More generally, finding some abstractly related code and hoping that it will improve the game engine is misguided. Code isn’t itself that useful - most people can write it, and few ideas are novel.

I thought the issue of using threads in Python was its unusable implementation rather than the concept of threading itself. It is well known that the Python developers do not see threads (or even high performance) as a priority and are not planning to do any work on it.

The main thing I see, according to what I’ve gleaned on threading, is that a separate thread always has to reach a condition where it can come to a stop. You also have to remember that you can only do efficient threading if there’s clear parts of the program that can be computed separately or in parallel (before sending the result to the main thread). In most cases, multithreading in game engines now days are used in the areas that can easily be divided such as physics (each thread having its own batch of objects to calculate).

@acedragon:
WHen I was working with python threads, I used the producer->consumer model. Some things would create data and pass it on. Other things would take and consume data. This way threads don’t have to come to a stop. They may stop processing their data and sit there doing nothing (Eg no data has been passed to the consumer). This works well with external operations such as networking, calling system programs etc, but in a game engine, you have the issue that Things have to synchronize every frame. It is this synchronization that makes life hard, as suddenly the threads are no longer independent processes, but depend heavily on data from other threads. As a result, scheduling becomes an issue.
In game engines, there is also the problem that many things cannot be broken up into small chunks easily. One for physics, one for rendering, maybe 1 or 2 for logic and then what? My i7 has 8 logical cores. What do we do with them all?

Originally the problem with python threading (the threading module) was that it was ‘fake’ threading. It still operated in a single OS thread, but allowed blocking operations (such as networking waits and raw_input()) to execute without blocking the other “thread(s)”. In the BGE, this meant that you could run parallel threads, but all the threads still had to finish inside a single logic tick, and because you generally aren’t using blocking operations inside a logic tick anyway, there was no advantage.
This was solved with the python ‘multithreading’ module, whereby the threads became actual OS threads that were independent. This is what I used, and they worked fine, though you still hit the normal logistical issues of threads. With the advent of queues a lot of the issues with lock bits can be avoided.
There is a great slideshowover herewhich is what introduced me to multi-threading in python.

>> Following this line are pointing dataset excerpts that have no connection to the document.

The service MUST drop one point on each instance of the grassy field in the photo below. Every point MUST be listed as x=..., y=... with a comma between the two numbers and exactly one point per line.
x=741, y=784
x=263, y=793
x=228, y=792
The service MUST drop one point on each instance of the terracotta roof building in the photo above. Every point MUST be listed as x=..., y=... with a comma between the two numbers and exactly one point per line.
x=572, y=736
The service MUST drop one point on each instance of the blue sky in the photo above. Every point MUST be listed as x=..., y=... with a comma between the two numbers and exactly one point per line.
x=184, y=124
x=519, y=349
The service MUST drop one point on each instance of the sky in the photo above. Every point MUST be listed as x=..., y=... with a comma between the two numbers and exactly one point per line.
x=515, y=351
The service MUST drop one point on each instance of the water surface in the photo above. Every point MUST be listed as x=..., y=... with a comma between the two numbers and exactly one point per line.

I fear that using the collection of mumbo-jumbo written in that stack exchange discussion will do more harm than good.
Some part are exquisitely laughable (especially the networking stuff)
The answer to both questions “how many threads should I have” and “for what” is in the Amdahl’s law, (also known as the “it depends on what the heck you’re doing” law).
Game engines spend most of their time in the rendering stage, which is not parallelizable, due to the way opengl and directx are/were implemented.
Because of that, throwing threads around can only have a significant impact if the game is not really rendering much stuff.
That’s what the participants to that discussion that claimed miraculous benefits to their engine experienced: not enough polygons to saturate the rendering pipeline.
It’s also the reason why Vulkan, despite begin a godawful thing to look at, is good news: it allows the parallel execution of the most expensive part of the computation.

Tangent note: the threading issue with python exists not in the language but in the cpython implementation. That virtual machine has a lock (the infamous Global Interpreter Lock) that prevents two threads from executing bytecode at the same time. Because of that, cpython threads offers zero parallelism. It is often cited that you can still achieve parallelism for I/O bound tasks, which is an obscenity. Jython and IronPython (JVM and .NET implementation of the 2.7 version of the same language) do not share the same issue.